With some of the audience lounging on cushions at the foot of the stage, dram in hand, the CLS took to the stage, fittingly attired in black and scarlet, and got ready to make Wilton’s ‘dirl’ and dance.

They began with one of the oldest remembered musical patterns, La Folia, which over the course of three centuries has been used by more than 150 composers from Corelli to Liszt, Beethoven to Rachmaninov. The word folia is Portuguese in origin and literally means madness or folly; up until the late 17th-century it indicated a fast and noisy dance in which the participants seemed to be ‘out of their minds’. Vivaldi’s 1705 La Folia – a single-movement Trio Sonata which emulates Corelli’s masterful variations – is more restrained if no less pulsating. In the hands of the CLS it made for a rousing opener, the virtuosic figurations and imitative interplay whipping up a whirl. The flamboyant hyperbole of the crescendos, accelerating bow sweeps and emphatic second-beat surges might well have raised a few eye-brows among ‘authentic performance’ purists – though aficionados of ensembles such as Europa Galante and Red Priest would surely have approved – but the flashy theatricality never overstepped the parameters of style and taste. Alexandra Wood led with relaxed persuasiveness and her interplay with Jane Cawardine was animated and colourful, the melodic lines tingling with energy. The quieter variants allowed us to enjoy the intricate lattice-work of Paula Chateauneuf’s baroque guitar which during the more vivacious episodes provided snappy percussive accompaniment.

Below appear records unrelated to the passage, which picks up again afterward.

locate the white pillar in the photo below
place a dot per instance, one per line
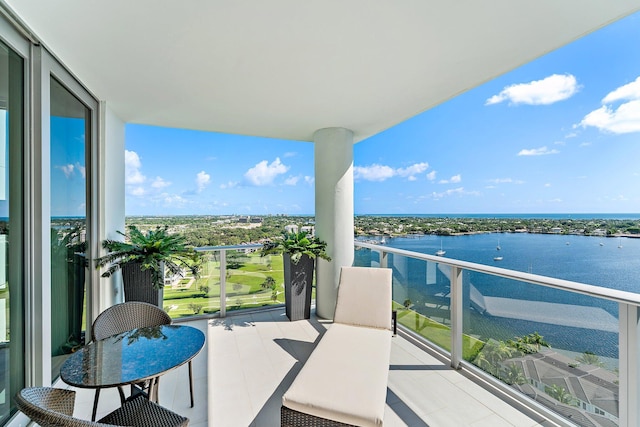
(334, 211)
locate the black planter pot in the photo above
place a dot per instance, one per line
(298, 280)
(138, 285)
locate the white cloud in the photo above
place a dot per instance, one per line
(132, 166)
(202, 180)
(537, 151)
(505, 181)
(453, 180)
(623, 119)
(136, 191)
(376, 172)
(264, 173)
(67, 170)
(230, 184)
(412, 170)
(554, 88)
(292, 180)
(628, 92)
(160, 183)
(450, 192)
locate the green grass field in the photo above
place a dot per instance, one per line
(244, 290)
(243, 286)
(436, 332)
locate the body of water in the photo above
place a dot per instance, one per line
(571, 322)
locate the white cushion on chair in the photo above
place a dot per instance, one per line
(364, 297)
(345, 378)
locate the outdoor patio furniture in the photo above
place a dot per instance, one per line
(125, 317)
(344, 381)
(54, 407)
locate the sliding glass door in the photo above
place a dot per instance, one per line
(11, 228)
(69, 129)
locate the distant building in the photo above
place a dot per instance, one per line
(291, 228)
(309, 229)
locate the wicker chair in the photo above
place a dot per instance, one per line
(125, 317)
(54, 407)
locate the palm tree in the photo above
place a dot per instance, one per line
(513, 374)
(560, 394)
(268, 282)
(492, 354)
(151, 250)
(590, 358)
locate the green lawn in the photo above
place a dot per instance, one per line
(243, 287)
(436, 332)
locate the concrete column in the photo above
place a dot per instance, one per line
(334, 211)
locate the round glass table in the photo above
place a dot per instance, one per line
(133, 357)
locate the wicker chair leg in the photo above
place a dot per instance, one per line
(191, 382)
(95, 405)
(291, 418)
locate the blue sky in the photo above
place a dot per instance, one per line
(558, 135)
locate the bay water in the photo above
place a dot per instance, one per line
(608, 262)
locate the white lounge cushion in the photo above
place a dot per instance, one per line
(345, 378)
(364, 297)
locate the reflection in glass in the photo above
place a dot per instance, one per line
(69, 127)
(11, 234)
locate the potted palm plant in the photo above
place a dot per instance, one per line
(143, 258)
(299, 251)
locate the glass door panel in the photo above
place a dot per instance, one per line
(11, 229)
(69, 128)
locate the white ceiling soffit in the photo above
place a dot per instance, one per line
(285, 68)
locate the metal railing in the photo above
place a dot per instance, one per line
(589, 374)
(485, 320)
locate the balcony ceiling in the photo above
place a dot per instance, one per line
(285, 68)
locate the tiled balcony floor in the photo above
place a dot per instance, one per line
(250, 360)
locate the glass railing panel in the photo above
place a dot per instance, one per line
(421, 296)
(560, 348)
(189, 296)
(251, 281)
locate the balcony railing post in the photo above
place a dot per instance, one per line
(223, 283)
(384, 259)
(456, 307)
(629, 394)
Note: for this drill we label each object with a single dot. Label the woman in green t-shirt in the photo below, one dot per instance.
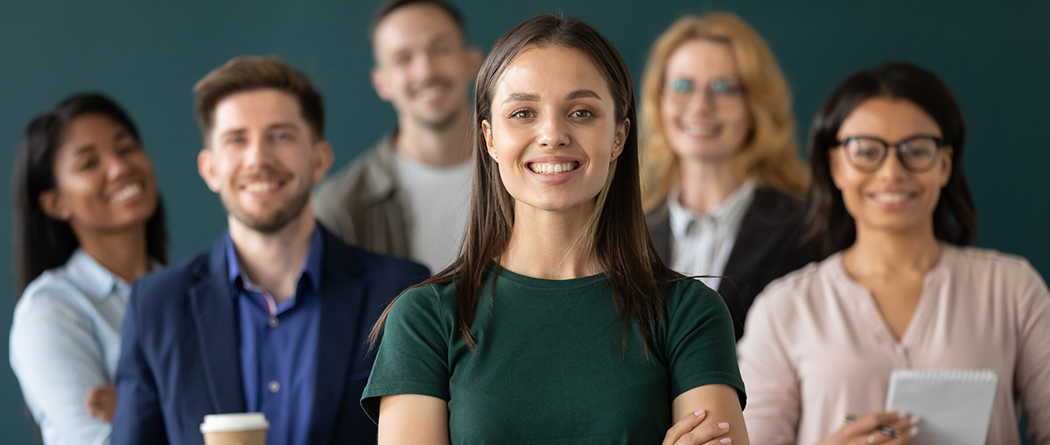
(559, 322)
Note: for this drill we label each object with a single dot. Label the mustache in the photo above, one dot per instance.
(435, 81)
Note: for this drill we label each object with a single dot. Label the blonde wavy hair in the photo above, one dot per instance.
(770, 154)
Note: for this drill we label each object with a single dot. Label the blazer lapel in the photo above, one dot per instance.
(215, 318)
(659, 230)
(342, 294)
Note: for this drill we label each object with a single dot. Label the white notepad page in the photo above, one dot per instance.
(953, 406)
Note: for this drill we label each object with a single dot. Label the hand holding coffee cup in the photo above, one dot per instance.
(244, 428)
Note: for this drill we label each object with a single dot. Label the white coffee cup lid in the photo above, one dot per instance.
(233, 422)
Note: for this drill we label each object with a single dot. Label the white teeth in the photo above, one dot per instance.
(126, 192)
(551, 168)
(260, 187)
(891, 197)
(702, 130)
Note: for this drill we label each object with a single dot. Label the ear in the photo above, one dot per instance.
(835, 165)
(323, 161)
(946, 154)
(51, 206)
(487, 131)
(206, 166)
(622, 132)
(379, 84)
(474, 58)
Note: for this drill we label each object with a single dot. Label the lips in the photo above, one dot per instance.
(126, 192)
(702, 130)
(552, 168)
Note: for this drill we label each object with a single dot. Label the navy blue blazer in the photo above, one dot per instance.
(180, 352)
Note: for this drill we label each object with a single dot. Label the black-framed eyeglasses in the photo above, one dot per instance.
(918, 153)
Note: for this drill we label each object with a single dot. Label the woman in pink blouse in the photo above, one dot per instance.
(904, 290)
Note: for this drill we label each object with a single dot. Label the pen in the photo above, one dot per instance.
(848, 418)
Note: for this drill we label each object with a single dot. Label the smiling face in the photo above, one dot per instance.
(890, 198)
(104, 179)
(702, 107)
(263, 159)
(553, 130)
(422, 65)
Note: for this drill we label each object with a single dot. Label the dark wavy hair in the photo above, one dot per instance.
(40, 241)
(831, 227)
(617, 233)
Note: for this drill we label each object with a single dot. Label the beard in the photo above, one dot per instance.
(273, 220)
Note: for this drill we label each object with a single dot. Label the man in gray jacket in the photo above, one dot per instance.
(408, 194)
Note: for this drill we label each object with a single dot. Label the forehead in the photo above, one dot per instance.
(413, 25)
(701, 58)
(554, 69)
(889, 119)
(256, 108)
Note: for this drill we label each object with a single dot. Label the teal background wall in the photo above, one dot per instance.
(148, 55)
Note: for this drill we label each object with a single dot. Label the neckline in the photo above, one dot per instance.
(544, 283)
(868, 304)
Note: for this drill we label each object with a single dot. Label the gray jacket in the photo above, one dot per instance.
(362, 205)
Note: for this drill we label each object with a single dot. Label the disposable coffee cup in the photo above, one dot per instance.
(247, 428)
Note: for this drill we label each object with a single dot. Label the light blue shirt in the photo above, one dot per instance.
(65, 339)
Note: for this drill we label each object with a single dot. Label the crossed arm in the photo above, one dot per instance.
(416, 419)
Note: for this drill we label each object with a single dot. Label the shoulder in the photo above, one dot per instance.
(784, 295)
(53, 295)
(434, 302)
(358, 176)
(373, 263)
(986, 266)
(773, 203)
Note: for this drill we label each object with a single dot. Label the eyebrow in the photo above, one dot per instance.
(582, 93)
(531, 97)
(522, 97)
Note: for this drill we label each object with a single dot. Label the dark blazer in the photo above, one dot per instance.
(180, 352)
(768, 247)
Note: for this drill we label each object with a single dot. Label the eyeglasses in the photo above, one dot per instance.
(918, 154)
(679, 91)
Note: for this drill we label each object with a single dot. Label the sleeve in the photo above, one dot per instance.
(139, 418)
(413, 356)
(58, 359)
(773, 415)
(332, 211)
(699, 340)
(1032, 373)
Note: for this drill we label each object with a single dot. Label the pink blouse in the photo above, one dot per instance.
(816, 345)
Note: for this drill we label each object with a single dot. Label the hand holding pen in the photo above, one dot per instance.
(888, 428)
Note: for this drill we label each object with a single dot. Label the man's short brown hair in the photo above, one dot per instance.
(247, 73)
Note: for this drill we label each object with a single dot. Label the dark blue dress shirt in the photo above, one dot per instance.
(278, 346)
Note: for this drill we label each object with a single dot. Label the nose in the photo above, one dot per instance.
(702, 102)
(422, 65)
(552, 132)
(257, 153)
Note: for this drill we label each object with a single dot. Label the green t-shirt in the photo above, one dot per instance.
(549, 364)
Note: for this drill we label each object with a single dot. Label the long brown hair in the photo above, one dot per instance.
(42, 242)
(770, 153)
(620, 237)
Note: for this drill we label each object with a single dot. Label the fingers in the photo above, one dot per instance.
(684, 425)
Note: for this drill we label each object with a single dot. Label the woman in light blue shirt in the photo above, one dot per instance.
(88, 221)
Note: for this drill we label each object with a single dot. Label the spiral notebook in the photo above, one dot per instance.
(953, 406)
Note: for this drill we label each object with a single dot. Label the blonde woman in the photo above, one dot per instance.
(720, 170)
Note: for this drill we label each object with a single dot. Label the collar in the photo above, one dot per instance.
(91, 277)
(311, 267)
(729, 213)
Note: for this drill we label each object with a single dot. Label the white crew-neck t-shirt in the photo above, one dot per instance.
(438, 204)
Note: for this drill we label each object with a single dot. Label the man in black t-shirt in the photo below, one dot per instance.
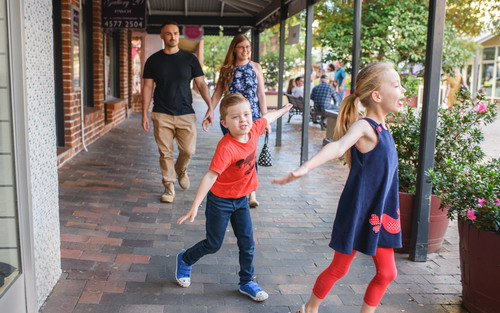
(172, 70)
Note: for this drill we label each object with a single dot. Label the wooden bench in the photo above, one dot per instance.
(298, 109)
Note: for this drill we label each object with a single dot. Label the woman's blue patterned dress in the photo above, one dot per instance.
(245, 83)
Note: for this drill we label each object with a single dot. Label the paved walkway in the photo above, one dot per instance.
(119, 242)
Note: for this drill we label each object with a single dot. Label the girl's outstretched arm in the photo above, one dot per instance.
(329, 152)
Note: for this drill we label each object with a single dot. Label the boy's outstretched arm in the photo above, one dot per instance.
(206, 183)
(273, 116)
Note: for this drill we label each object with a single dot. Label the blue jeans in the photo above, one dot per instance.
(219, 211)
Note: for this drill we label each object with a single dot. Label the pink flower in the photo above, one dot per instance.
(482, 107)
(471, 214)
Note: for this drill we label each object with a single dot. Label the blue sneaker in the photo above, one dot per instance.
(253, 290)
(182, 271)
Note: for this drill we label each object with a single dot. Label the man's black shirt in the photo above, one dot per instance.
(172, 74)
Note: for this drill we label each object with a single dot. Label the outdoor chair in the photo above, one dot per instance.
(298, 109)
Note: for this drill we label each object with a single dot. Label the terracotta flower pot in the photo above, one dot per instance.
(438, 222)
(480, 267)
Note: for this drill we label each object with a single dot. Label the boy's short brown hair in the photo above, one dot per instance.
(230, 100)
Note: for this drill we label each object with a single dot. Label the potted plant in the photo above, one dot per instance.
(458, 137)
(471, 192)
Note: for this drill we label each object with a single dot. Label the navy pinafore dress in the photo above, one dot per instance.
(368, 211)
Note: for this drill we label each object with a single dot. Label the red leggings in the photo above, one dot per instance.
(386, 273)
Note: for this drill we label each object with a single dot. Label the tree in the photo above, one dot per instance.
(393, 30)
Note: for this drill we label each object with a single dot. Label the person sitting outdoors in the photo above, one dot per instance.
(321, 95)
(298, 90)
(291, 85)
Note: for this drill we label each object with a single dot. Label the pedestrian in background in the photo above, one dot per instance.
(172, 70)
(238, 74)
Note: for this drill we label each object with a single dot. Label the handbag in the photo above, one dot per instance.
(265, 157)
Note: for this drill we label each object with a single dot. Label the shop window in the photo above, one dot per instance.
(497, 80)
(112, 65)
(486, 76)
(489, 54)
(10, 265)
(136, 65)
(468, 76)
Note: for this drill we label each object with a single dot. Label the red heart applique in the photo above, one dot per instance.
(375, 221)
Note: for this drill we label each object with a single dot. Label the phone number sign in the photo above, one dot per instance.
(124, 13)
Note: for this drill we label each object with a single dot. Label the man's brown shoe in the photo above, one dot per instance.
(184, 180)
(169, 193)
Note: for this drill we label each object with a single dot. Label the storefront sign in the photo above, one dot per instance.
(75, 47)
(124, 13)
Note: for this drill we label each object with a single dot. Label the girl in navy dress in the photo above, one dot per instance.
(367, 217)
(238, 74)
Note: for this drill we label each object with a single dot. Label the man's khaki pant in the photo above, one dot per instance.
(183, 129)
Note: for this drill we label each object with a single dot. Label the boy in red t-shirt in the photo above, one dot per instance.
(230, 178)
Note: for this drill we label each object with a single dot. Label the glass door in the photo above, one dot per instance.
(12, 282)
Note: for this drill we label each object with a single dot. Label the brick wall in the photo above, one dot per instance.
(96, 122)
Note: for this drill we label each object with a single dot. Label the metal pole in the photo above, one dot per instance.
(281, 71)
(255, 45)
(356, 39)
(433, 57)
(307, 82)
(475, 73)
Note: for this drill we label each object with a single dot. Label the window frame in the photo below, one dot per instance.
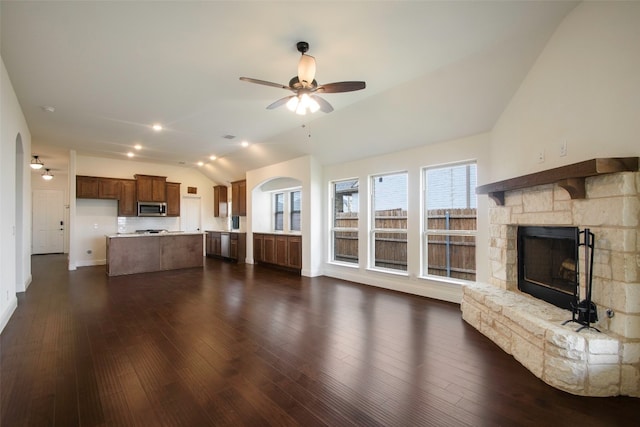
(373, 229)
(426, 232)
(293, 211)
(334, 229)
(275, 212)
(286, 210)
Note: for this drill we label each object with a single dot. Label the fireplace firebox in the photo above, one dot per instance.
(548, 264)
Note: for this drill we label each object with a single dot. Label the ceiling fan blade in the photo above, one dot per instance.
(280, 102)
(325, 107)
(341, 87)
(264, 82)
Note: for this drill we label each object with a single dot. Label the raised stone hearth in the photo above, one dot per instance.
(587, 362)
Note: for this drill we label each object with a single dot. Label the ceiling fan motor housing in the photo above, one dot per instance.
(302, 47)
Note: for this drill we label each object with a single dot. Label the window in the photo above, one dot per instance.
(449, 226)
(389, 225)
(344, 230)
(278, 203)
(295, 206)
(287, 210)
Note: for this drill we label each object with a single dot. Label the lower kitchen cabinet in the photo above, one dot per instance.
(222, 244)
(281, 250)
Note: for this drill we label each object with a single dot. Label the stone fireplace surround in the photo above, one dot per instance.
(584, 363)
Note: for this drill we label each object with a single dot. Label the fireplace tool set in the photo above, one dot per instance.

Another dance with a characteristic tempo and pattern followed, though in the hands of Ástor Piazzolla the tango was liberated from predictability. As we heard in a vivacious Tango del Diablo, Piazzolla injected the dance with a new verve, rich tonal harmonies, rhythmic variety, bright sound-colours and forceful attack. The touching simplicity of the Romance del Diablo sang sweetly, though greater rhythmic undulation would have created a stronger sense of sensuous freedom.

Pietro Antonio Locatelli’s Laberinto armónico (from L’arte del violino, Op.3 No.12, (1733)) offered an opportunity for Wood to display her astonishingly relaxed virtuosity, and she whizzed through the technical tests – double-stopping, polyphonic playing, fiendish finger-work and spirited string-crossings – with ease and aplomb, supported by the powerful punch of the CLS.

The orchestra stepped aside, perching on the stage platform or joining the audience in restful comfort on the floor-cushions, for fiddler Henry Webster and Dan Walsh on banjo to take centre-stage. Feet were twitching – theirs and ours – almost before a note was played. Once the reels and hoedowns were underway – Walsh’s pick and slap style complemented by Webster’s quieter fluidity – the spirit of liberty and revolt was infectious: so much so that after a toe-tapping rendition of ‘Bonaparte’s Retreat’, which depicts Napoleon’s defeat and exile, the CLS players joined the dynamic duo for Copland’s treatment of the same theme in Rodeo.

After the interval, with the Hall floor cleared of chairs and patrons vivified by interval-victuals, devilry gave way to dancing and drams, as Licence to Ceilidh put the dancers through their paces. This was an evening when the devil was in the detail. The CLS and Licence to Ceilidh conjured a spirit of warm intoxication to match the finest single malt.